At the reading, Orenstein shared this passage from Cinderella Ate My Daughter:
Let me be clear here: I object– strenuously– to the sexualization of girls but not necessarily to girls having sex. I expect and want my daughter to have a healthy, joyous erotic life before marriage. Long, long, long before marriage. I do, however, want her to understand why she’s doing it: not for someone else’s enjoyment, not to keep a boyfriend from leaving, not because everyone else is. I want her to explore and understand her body’s responses, her own pleasure, her own desire. I want her to be able to express her needs in a relationship, to say no when she needs to, to value reciprocity, and to experience true intimacy. The virgin/ whore cycle of the pop princesses, like so much of the girlie girl culture, pushes in the opposite direction, encouraging girls to view self-objectification as a feminist rite of passage.
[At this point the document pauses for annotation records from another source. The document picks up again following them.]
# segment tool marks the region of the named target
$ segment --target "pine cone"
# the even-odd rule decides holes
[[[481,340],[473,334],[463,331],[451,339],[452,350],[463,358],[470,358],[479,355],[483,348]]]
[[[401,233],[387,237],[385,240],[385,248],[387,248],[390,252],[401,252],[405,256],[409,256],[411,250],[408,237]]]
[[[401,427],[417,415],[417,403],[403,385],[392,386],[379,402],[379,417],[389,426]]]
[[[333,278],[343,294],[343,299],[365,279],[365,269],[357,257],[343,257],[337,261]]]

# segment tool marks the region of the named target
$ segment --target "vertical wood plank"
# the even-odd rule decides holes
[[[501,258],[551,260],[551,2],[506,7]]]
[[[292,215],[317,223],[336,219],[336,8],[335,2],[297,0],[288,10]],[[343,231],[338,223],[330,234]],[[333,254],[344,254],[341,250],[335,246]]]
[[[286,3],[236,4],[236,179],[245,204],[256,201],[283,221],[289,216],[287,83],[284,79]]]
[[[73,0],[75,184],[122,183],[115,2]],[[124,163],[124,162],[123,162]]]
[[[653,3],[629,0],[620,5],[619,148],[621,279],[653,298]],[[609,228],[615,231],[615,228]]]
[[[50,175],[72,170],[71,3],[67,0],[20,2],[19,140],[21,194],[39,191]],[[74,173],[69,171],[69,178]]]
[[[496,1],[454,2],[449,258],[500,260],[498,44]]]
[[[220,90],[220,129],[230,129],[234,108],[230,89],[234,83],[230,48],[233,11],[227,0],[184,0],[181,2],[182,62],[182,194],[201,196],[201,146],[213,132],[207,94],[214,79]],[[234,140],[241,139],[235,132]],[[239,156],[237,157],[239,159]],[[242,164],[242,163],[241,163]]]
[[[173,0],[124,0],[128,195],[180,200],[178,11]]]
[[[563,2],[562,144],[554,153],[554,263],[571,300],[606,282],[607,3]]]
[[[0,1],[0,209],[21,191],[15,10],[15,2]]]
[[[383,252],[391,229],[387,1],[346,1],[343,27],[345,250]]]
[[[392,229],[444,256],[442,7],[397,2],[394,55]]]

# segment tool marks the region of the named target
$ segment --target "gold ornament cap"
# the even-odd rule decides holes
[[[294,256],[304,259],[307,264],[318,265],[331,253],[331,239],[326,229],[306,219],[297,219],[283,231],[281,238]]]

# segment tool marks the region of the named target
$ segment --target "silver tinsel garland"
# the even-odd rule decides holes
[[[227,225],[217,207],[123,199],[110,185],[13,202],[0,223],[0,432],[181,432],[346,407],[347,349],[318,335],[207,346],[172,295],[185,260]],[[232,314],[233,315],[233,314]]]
This distinction between sexuality and sexualization is not made often enough. If you’re against the sexualization of girls, it’s often concluded that you’re somehow anti-sex, on the same team with Phyllis Schlafly or a fan of “traditional family values.” The political agenda to promote healthy sexuality is actually the opposite and must include access to contraception for all women, sex education in schools, and full reproductive rights.
This is such an important point from Margot Magowan and Peggy Orenstein – a point I have argued here previously – and it is where, I believe, people like Melinda Tankard Reist really let the discussion down here in Australia.